10.6 No remedy of WEX against Customer is intended to be exclusive, but each remedy shall, to the maximum extent allowed by law, be cumulative and in addition to any other remedy referred to herein or otherwise available to WEX. The exercise, or beginning to exercise, by WEX of any one or more remedies shall not preclude the simultaneous or later exercise by WEX of other remedies. All remedies of WEX shall, to the maximum extent allowed by law, survive any and all terminations of this Agreement. To the maximum extent allowed by law, no delay or failure on the part of WEX in exercising any right, remedy, power, or privilege of WEX shall operate as a waiver thereof.
10.7 Each of the clauses in this Agreement is independent and severable and shall not, in the event of any declaration of invalidity or unenforceability, affect the construction, or effect of, any other clause in this Agreement.
10.8 This Agreement shall form the entire agreement between WEX and Customer in relation to the use of the Cards and supersedes all other agreements and understandings (whether written or oral) in relation to the use of the Cards. Any terms and conditions provided by the Customer shall not apply to this Agreement.
10.9 Headings used in these General Terms and Conditions are for convenience only and shall not affect its interpretation.
10.10 Notwithstanding any other provision in this Agreement or any other document, neither this Agreement nor any other document shall constitute an agreement by WEX to take any action or refrain from taking any action that is in conflict with, penalised under, or compliance with which is prohibited by, US law or regulation.

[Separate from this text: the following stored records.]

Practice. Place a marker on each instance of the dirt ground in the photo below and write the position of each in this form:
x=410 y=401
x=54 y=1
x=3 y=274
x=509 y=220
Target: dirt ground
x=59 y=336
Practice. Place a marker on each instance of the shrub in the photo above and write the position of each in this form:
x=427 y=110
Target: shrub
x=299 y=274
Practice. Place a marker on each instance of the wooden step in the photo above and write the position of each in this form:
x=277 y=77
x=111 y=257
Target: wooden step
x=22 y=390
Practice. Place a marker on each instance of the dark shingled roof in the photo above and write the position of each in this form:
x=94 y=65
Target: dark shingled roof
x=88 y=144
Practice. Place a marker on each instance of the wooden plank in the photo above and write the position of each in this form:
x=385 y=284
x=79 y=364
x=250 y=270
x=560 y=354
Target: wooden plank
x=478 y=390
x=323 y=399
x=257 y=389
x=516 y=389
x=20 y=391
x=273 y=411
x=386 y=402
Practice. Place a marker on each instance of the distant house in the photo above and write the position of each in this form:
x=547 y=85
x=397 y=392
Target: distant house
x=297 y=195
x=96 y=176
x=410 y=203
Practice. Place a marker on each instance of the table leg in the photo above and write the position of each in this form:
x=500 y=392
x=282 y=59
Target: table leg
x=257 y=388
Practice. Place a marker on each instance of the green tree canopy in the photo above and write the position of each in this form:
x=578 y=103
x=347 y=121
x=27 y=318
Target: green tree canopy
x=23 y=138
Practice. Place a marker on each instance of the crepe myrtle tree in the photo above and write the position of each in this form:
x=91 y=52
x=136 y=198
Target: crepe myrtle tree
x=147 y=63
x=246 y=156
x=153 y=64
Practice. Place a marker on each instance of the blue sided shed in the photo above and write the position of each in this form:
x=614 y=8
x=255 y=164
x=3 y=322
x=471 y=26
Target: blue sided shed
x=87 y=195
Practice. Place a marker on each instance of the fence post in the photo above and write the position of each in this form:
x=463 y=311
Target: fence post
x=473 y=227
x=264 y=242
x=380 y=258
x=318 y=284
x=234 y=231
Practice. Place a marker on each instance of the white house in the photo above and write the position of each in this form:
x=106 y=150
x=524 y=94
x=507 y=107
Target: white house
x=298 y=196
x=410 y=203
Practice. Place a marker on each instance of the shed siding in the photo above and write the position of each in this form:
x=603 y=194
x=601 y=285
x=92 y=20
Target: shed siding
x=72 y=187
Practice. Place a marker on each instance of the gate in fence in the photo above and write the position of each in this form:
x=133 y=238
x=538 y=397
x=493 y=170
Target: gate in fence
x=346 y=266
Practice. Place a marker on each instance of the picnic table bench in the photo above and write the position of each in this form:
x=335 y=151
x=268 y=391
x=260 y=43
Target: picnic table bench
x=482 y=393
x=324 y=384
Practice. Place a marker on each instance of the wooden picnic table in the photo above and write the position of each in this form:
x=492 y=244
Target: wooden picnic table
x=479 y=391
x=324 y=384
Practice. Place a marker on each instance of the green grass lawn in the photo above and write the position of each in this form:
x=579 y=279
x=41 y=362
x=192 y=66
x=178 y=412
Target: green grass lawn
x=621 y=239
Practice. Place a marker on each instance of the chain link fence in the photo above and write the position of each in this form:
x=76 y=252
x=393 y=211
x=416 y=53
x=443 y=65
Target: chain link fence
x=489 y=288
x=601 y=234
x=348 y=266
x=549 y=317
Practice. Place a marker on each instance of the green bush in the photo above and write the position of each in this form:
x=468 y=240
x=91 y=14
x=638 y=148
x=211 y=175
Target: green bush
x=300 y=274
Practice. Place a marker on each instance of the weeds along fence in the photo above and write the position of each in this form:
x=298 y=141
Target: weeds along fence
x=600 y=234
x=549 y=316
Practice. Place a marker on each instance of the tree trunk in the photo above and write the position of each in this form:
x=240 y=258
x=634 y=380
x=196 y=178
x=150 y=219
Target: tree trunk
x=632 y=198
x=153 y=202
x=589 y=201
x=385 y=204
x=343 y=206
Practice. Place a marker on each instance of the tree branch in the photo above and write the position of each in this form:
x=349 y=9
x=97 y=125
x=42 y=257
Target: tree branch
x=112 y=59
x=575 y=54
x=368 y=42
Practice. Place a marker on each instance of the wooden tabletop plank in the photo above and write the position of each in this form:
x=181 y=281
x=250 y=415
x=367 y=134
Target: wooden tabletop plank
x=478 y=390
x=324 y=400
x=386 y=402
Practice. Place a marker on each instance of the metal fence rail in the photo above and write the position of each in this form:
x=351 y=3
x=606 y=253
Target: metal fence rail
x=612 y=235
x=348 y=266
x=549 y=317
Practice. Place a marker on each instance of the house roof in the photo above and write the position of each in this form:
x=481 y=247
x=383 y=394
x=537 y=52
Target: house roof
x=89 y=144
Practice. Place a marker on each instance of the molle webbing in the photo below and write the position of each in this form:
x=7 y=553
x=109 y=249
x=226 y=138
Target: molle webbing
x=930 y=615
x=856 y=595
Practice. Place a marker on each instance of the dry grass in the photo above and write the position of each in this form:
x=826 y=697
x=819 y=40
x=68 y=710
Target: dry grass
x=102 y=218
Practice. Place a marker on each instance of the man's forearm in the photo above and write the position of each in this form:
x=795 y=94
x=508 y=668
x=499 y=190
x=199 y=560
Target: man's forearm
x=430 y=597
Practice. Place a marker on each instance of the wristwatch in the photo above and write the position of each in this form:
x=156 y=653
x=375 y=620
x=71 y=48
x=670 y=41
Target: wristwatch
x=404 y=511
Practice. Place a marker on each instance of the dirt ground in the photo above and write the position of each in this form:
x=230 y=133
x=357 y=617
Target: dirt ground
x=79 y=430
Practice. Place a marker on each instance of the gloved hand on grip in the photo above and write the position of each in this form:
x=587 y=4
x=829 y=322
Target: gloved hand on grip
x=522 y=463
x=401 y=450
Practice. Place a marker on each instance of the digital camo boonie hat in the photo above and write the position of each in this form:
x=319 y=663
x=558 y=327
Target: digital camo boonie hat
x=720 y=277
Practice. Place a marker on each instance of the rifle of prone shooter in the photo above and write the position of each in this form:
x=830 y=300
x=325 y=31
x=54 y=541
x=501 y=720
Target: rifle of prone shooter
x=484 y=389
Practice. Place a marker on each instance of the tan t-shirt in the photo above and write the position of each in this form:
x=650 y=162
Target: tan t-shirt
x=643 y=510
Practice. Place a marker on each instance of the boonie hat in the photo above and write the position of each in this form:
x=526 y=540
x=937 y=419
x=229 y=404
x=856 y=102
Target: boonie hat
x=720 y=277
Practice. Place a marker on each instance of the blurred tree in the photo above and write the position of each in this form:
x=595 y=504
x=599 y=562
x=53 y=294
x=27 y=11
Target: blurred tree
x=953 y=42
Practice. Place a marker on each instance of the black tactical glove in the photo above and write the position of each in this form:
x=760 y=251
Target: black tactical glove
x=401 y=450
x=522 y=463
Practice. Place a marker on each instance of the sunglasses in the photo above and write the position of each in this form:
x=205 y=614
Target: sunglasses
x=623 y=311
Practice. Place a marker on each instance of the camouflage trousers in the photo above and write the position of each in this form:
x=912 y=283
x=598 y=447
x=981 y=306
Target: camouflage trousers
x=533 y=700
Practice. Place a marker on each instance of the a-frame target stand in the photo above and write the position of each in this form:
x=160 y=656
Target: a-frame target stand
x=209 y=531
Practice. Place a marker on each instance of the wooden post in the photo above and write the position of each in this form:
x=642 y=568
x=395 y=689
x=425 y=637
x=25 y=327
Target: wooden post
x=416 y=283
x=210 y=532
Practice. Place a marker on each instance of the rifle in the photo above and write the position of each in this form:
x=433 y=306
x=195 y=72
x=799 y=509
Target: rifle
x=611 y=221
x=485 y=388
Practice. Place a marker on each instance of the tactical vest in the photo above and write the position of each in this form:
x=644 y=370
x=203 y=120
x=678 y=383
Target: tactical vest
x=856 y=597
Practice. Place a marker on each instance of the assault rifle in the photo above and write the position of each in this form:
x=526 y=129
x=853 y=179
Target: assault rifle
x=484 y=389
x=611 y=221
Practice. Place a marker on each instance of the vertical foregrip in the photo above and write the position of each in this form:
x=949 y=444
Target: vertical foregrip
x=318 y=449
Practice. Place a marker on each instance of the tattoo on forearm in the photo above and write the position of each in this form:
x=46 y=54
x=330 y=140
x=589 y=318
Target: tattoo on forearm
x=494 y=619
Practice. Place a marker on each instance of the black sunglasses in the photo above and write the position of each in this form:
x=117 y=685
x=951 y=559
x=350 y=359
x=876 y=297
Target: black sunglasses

10.11 This Agreement, and any supplies of Goods made in conjunction with the use of the Card, shall be governed by, and construed in accordance with, the laws of England (excluding its rules on conflict of law) and Customer irrevocably submits to the exclusive jurisdiction of the courts of England. Neither the Uniform Law on the International Sale of Goods (‘ULIS’), nor the United Nations Convention on Contracts for the International Sale of Goods 1980 (‘CISG’) shall apply.
10.12 For Transactions involving Supply Points outside of the territory of the WEX company which has the primary relationship with the Customer (Outside Territory Transactions), an Affiliate will replace WEX in relation to the sale of Goods and issue of Invoices as set out in this Agreement. At the date of issue of this Agreement, the Affiliate is Retail Petroleum Services Limited but this entity may be amended from time to time at the sole discretion of WEX.
Use of a Card for Outside Territory Transactions constitutes a purchase of Goods from Affiliate or from Retailer, as the case may be. Title to the Goods and risk of loss will pass upon delivery of the Goods at the Supply Point. Invoices will be issued in respect of these supplies in accordance with the terms in section 5 above.
11. Country Specific Provisions
11.1 In the United Kingdom, Cards may only be used if shown to the Retailer prior to the purchase of Goods.
12. Intellectual Property
12.1 All intellectual property rights with regard to the website, software and other materials such as analyses, designs, documentation, reports, price offers and preparatory material thereof belong exclusively to WEX or its licensors unless explicitly agreed otherwise in writing.
13.1 WEX reserves the right to implement procedural and technical changes and/or improvements to the e-business systems.